Post partita: tutte le dichiarazioni dopo Fiorentina-Cesena

SINISA MIHAJLOVIC – “Dell’infortunio di Mutu non so nulla, lo sapremo domani, ma ormai siamo abituati. Mi è piaciuto il carattere della squadra nell’affrontare una compagine che si chiudeva molto, siamo stati bravi ad avere pazienza pensando che prima o poi un paio d’occasioni le avremo avute, e intanto si doveva stare attenti a non farci sorprendere in difesa. Dovevamo vincere per forza, fare la partita ed era la terza gara in una settimana, tutte queste cose hanno reso più difficile tutto. D’Agostino? L’importante è che si continui ad allenare senza ricadute, a metà campo uno bravo come lui coi piedi si fa sentire. Cerci si sat riprendendo, ora sta meglio psicologicamente, può fare la differenza. Ljajic lo conosciamo, è entrato in campo benissimo. Prima della partita ho chiesto Mutu se voleva riposare, così avrei fatto giocare Ljajic. Non mi è piaciuto Adrian all’inizio, volevo toglierlo, poi si è fatto male… Nel finale ero arrabbiato perchè abbiamo un po’ sofferto, ma poi non ci sono state reali occasioni pericolose per gli avversari. Ho chiesto alla squadra di dimenticare Roma e ripartire da qui”.

ANDREA DELLA VALLE – “Stiamo alzando la china anche se ancora non siamo dalla forma migliore. A Roma nonostante gli episodi che ci hanno penalizzato ho visto dei segnali di ripresa. Oggi abbiamo sofferto, ma l’importante era mettere un po’ di legno in cascina. Mutu? Vedremo gli accertamenti. Speriamo non sia niente di grave. Dobbiamo restare uniti perché questa stagione dal punto di vista degli infortuni è maledetta. Oggi ho visto un buon Cerci. Corvino? Le sue missioni sono sempre top secret, neanche io le conosco. Arrivi a gennaio? Buona domenica… (ride e glissa sulla domanda, buon segno? ndr). Nei momenti di sofferenza come questi sono sempre i tifosi ad essere determinanti. Ripeto, siamo in crescita, un passo alla volta”.

GIANLUCA COMOTTO – ”Ho avuto una bella occasione per segnare oggi, peccato. Grazie al mister abbiamo migliorato la fase difensiva, mentre dobbiamo migliorare nella costruzione del gioco anche se dobbiamo tenere conto che ci mancano molti giocatori importanti. Le prossime due partite saranno difficili quanto importanti”.

MARIO ALBERTO SANTANA – “Oggi ho un po’ faticato, ma credo che sia normale dopo le tante partite giocate ultimamente. Nel ruolo di mediano poi si fatica molto. Il mio futuro in quella zona del campo? Spero di no perché c’è troppo da correre (ride, ndr). Il mio posto è sulla fascia. Gioco a centrocampo solo perché siamo in emergenza. Sono a disposizione del mister”.

FICCADENTI – “La Fiorentina oggi ha sofferto il nostro pressing e le nostre ripartenze. E’ stato un peccato perdere questa partita. Dobbiamo essere più determinati in area di rigore. Oggi meritavamo un punto, poi arrivano giocatori come Gilardino risolvono la partita”.

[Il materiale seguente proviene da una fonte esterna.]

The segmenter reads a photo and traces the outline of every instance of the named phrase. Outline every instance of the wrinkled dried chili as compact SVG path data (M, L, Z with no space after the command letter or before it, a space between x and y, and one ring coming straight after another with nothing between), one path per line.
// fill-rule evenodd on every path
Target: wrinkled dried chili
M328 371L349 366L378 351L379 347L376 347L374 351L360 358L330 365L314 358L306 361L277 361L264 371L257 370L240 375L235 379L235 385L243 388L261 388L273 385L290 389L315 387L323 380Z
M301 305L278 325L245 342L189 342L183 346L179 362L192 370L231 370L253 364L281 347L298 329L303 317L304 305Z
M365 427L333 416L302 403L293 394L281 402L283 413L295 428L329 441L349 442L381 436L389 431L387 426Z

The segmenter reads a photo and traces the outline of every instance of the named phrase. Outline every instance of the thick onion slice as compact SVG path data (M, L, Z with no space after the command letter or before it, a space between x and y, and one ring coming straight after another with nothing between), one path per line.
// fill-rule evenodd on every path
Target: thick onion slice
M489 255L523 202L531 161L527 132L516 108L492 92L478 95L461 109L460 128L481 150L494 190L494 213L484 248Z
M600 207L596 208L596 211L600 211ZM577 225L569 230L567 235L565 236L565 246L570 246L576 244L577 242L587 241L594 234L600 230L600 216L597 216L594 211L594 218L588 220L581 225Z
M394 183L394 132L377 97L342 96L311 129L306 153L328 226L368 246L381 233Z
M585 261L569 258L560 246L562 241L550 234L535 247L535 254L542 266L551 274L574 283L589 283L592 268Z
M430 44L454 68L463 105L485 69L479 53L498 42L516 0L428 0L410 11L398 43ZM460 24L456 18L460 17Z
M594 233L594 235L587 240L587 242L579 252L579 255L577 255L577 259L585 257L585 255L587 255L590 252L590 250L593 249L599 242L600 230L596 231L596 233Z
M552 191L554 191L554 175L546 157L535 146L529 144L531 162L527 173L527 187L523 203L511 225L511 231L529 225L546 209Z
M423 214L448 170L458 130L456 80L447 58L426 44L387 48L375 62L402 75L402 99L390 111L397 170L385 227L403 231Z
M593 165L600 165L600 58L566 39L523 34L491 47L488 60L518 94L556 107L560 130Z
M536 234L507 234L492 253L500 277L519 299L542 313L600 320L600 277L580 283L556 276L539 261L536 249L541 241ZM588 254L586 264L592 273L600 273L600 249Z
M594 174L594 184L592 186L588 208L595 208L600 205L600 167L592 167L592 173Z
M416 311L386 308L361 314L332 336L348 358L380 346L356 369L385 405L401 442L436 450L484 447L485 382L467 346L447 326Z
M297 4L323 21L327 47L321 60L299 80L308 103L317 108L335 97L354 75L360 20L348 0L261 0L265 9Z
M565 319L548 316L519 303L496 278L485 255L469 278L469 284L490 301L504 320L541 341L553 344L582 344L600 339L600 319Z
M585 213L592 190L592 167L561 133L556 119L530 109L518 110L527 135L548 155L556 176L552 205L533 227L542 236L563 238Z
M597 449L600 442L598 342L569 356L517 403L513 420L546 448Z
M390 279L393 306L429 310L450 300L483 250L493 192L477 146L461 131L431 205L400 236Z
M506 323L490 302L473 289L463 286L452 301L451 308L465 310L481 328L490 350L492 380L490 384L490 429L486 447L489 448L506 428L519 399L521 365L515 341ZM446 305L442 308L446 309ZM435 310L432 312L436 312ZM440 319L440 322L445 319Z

JIMENEZ – “Fa sempre piacere tornare a Firenze, ci sono stato molto bene. I problemi con la Ternana ci sono semprestati, ho girato troppe squadre per colpa loro. Il gol di Gilardino è stato fantastico, un tocco di classe, non ho niente da dire. Peccato che nel finale potevamo pareggiare. La squadra che finora ci ha messo in difficoltà è stata l’Udinese, gioca molto bene”.

PAROLO – “Abbiamo giocato alla pari della Fiorentina, la differenza la fanno i campioni. Noi siamo poco cinici e ci manca cattiveria sotto porta. Tiriamo dieci volte, solo 2 vanno sullo specchio della porta. Gilardino si gira una volta e fa gol. Siamo stati molto sfortunati. Giochiamo bene e non vinciamo, dobbiamo migliorare. Fin’ora nessuna squadra ci ha messo seriamente in difficoltà, forse il Napoli in casa”.

BOGDANI – “Stasera abbiamo giocato alla pari rispetto alla Fiorentina, ci è mancato solo il gol. Gilardino è un grande giocatore, ha fatto un grande gol che ci ha penalizzati. L’attacco del Cesena è poco prolifico anche perché non ci sono passaggi molto buoni in avanti”.